א

T=0 in a glassy system = ?

I’ve been researching a lattice-based glassy system. The authors of this work explain a little how we find the ground state in the Hamiltonian

$$H = \sum_{i \in L^k} n_i \left(\sum_{j \in \partial i} n_j - l_i\right)^2$$

at T=0 and k=3 with periodic boundary conditions. The terms n and l denote site occupation and how many particles are ideal per particle type, respectively. We have no external field. It assumes a fixed particle density ϱ with two types of particles, each with different (fixed) density. The first type has l=3, ie. its energy is minimal if three out of its six neighbors are occupied. The second type has l=5.

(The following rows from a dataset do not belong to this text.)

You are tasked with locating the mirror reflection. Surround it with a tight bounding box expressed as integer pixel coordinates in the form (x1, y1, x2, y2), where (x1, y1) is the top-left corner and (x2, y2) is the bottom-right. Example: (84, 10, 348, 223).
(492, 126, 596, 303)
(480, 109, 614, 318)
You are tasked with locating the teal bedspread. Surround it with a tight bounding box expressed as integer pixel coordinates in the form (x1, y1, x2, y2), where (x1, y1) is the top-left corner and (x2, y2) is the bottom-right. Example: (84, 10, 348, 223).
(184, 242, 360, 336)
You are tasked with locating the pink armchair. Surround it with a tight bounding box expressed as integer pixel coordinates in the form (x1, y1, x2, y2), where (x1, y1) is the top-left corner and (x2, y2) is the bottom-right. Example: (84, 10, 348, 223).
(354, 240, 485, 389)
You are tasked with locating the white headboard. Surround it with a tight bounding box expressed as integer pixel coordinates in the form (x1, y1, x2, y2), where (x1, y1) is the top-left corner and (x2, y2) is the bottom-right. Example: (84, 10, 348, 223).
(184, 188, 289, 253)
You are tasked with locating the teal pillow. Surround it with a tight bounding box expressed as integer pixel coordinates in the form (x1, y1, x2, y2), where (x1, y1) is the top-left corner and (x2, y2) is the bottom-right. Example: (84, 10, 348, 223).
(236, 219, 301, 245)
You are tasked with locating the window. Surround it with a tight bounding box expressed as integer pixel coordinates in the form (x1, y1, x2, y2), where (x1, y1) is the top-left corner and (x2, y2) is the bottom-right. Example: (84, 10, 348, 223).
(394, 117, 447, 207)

Running a Monte Carlo simulation for this problem is quite a lenghty process. Of course, the main thing to do is to use local moves. That is, choose a particle at random, choose one of its neighboring sites and attempt to swap them using the Metropolis-Hastings criterion. We can magically accelerate reaching an equilibrium by introducing so-called swap moves: Instead of randomly choosing one of the first, randomly chosen particle’s neighbors, we now choose another random particle on the lattice and attempt, again a swap move using the MH-criterion. Interestingly, this enhances equilibration and lets our system decorrelate more rapidly. Depending on system size, dynamics and temperature, this “speedup” can enhance our simulation by two to three orders of magnitude. That’s not too shabby. It’s a magical enhancement as, for now, we’re not quite sure yet how this works so nicely in glassy systems.

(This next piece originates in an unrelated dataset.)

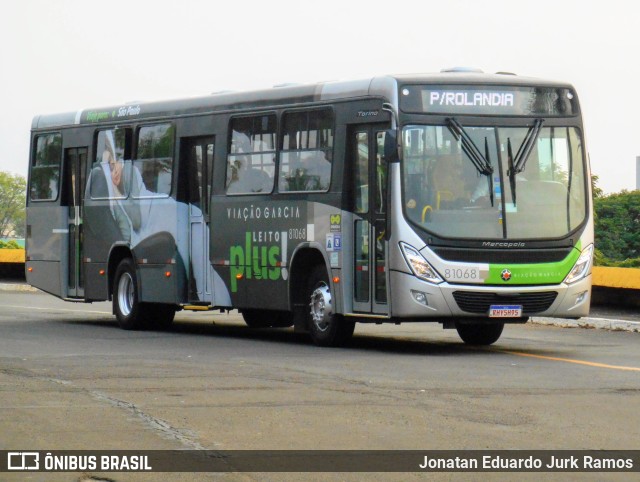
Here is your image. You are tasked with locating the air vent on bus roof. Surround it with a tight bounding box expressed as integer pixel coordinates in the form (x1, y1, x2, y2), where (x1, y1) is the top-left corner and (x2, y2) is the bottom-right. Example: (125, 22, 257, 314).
(440, 67, 484, 73)
(496, 71, 517, 75)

But even introducing sweeps over our entire grid (ie. L³ swap trials), the authors suggest that to reach the ground state at T=0, we have to run the simulation for a huge number of sweeps.

I’m not satisfied with this approach of just abusing compute to get a somewhat minimal state. Let’s ask another question: Can we map the problem to some known structure and then deduce smarter algorithms? I would sure hope that we can rely on decades of statistical physics research to yield solid intution with regards to the type of problem we’re dealing with.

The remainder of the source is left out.